Sunday, June 22, 2008

footprints

sometimes i feel like this summer is slipping away too quickly, but in slow motion. i’m trying to stay motivated about applying to seminary. even though i’ve been think about photo journalism… weird, i know, and maybe not possible, wait, anything is possible. i guess that best sums up the way i feel right now. which is making the inevitable and concrete plans i have seem scary. i’m not talking about city year. i’m crazy excited about city year. i just think about all my possibilities. and i’m not scared that i’ll have to pick and choose and not fulfill some of my dreams, but rather, i’m exited that i can do it all. i hope it lasts J leaving is only hard because there are going to be some people that i’ll miss, A LOT. but i know that i want my life to take me to a multitude of places and through a wide variety of experience. and the fact that the people i meet and love in each of those places and the people i grow with through all of those experiences will be my souvenirs, the evidence and memory of what i did and all the good and good times that came out of it. i’ll stay in touch with them, i WILL stay in touch with the ones that change me and they’ll remind me of who i am. of everything that makes up the complicated pattern of my soul, my existence. they will be the proof all over the country (and hopefully, the world) that i exist.

Wednesday, June 11, 2008

numero uno

hola mis amigos!

The initial motivation for creating this blog is the fact that I'm going to San Antonio Texas in August to do an AmeriCorp program called City Year. And of course blogs are the most efficient way to keep everyone informed. I've thought about starting blogs in the past, but always to no avail. This one WILL be different. It has to be. Failure is not an option.
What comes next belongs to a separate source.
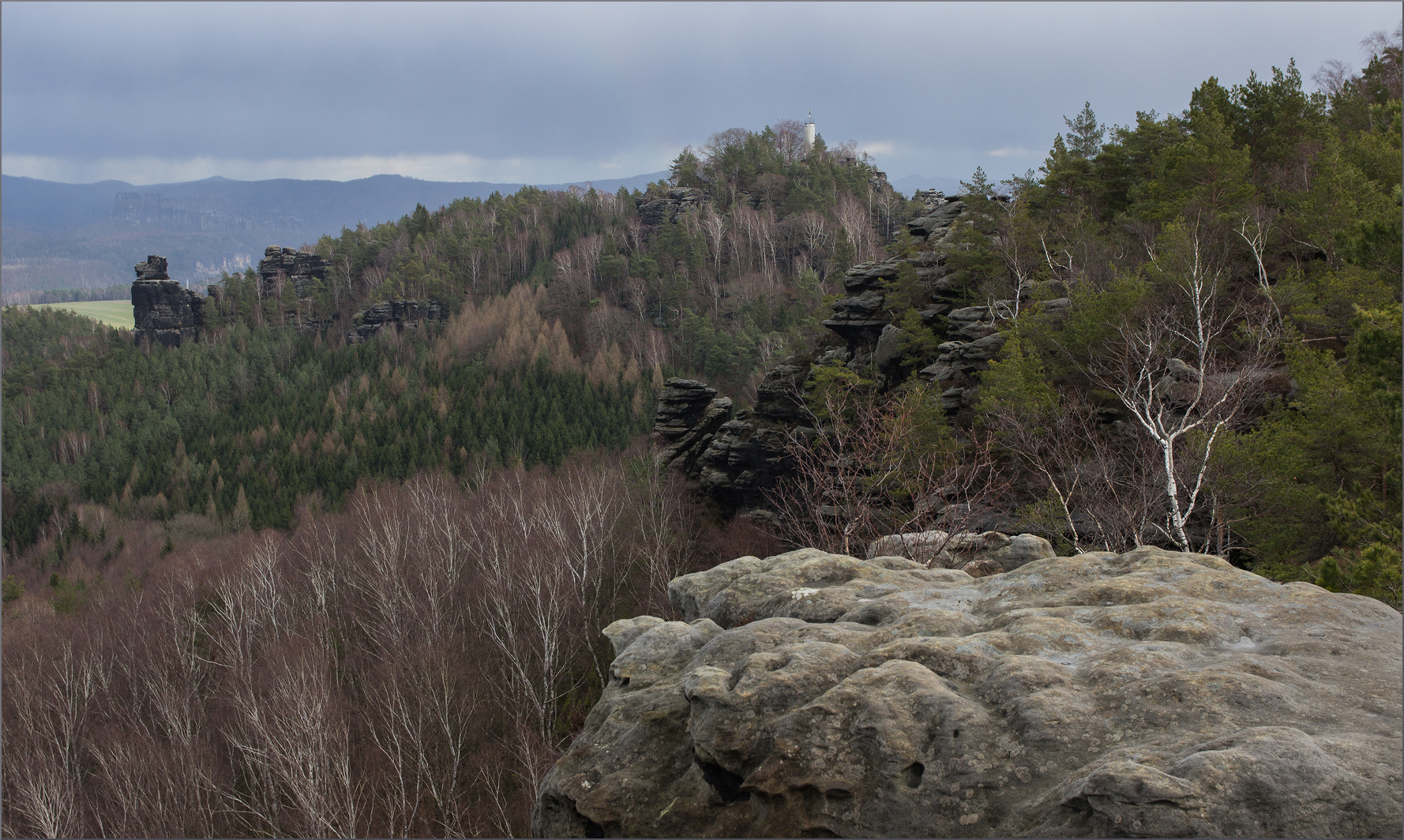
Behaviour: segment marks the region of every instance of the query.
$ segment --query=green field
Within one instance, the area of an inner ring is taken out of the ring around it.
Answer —
[[[132,329],[136,326],[131,301],[84,301],[81,303],[34,303],[45,309],[70,309],[100,320],[110,327]]]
I wanted to attempt to describe what this blog will be for me, so you'll know what to expect if you decide to check it out. All I can come up with is expect the unexpected. I've never been able to find a label or a box to push and squeeze myself into. Hopefully, one day soon, no one will be able to. I'm on a constant road of self-discovery so I apologize for the randomness, but I hope you'll find it an eye-opening ride. I do expect a multitude of posts and comments. I thrive on feedback so please please share your thoughts. I could go into all the meanings behind the title. Of course there has to be multiple complex, insightful, inspirational meanings. The ambition is that they will all decide to reveal themselves in due time. The one insight I do want to leave you with is a wonderful mantra from an even more wonderful world changer "light up the darkness."